* Des CFA pour former des jeunes selon les besoins

* Huit CFA prêts à être lancés, une dizaine en projet

* Un risque de déstabiliser les CFA existants

par Caroline Pailliez

PARIS, 4 mars (Reuters) - Une vingtaine d'entreprises se préparent à lancer leurs propres centres de formation d'apprentis (CFA) pour compenser l'inadéquation, selon eux, de l'offre, profitant d'une nouvelle possibilité de la réforme de l'apprentissage.

Schneider Electric, Safran, Arc international, Groupe Nicollin ou encore Adecco, Accor, Sodexo et Korian comptent franchir le pas dans les prochains mois pour disposer d'un bassin de salariés formés selon leurs besoins.

Huit CFA seraient prêts à être lancés, selon le ministère du Travail, une dizaine seraient encore en projet.

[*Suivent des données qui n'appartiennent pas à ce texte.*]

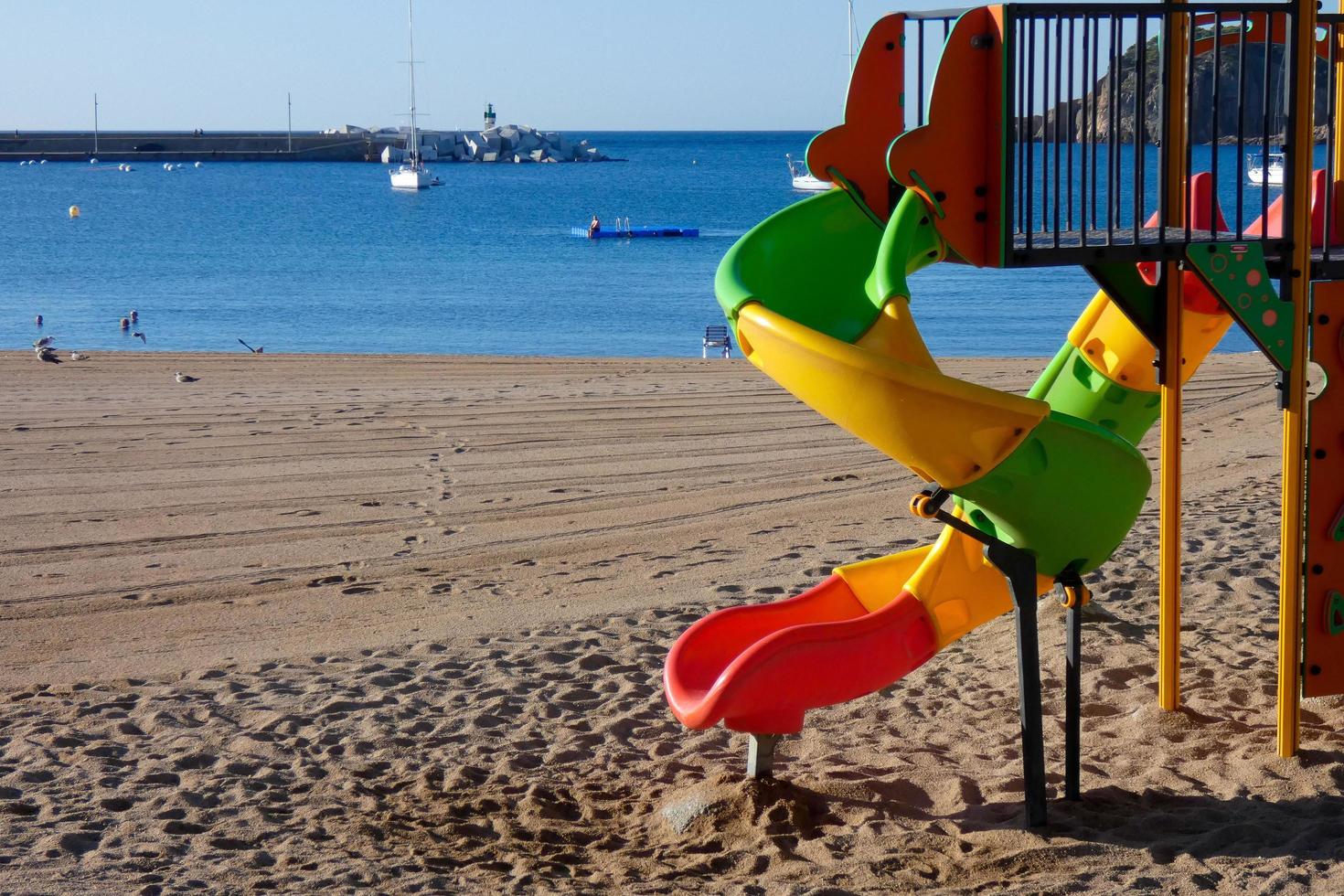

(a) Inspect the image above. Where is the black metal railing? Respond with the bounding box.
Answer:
[906,9,965,128]
[1004,3,1300,264]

"On constate que nos métiers sont insuffisamment connus et insuffisamment reconnus du grand public. Ces métiers méritent d'être un peu plus mis en lumière", a déclaré lundi Anna Notarianni, présidente de Sodexo France, qui a expliqué connaître des difficultés de recrutement au même titre que la plupart des entreprises de services.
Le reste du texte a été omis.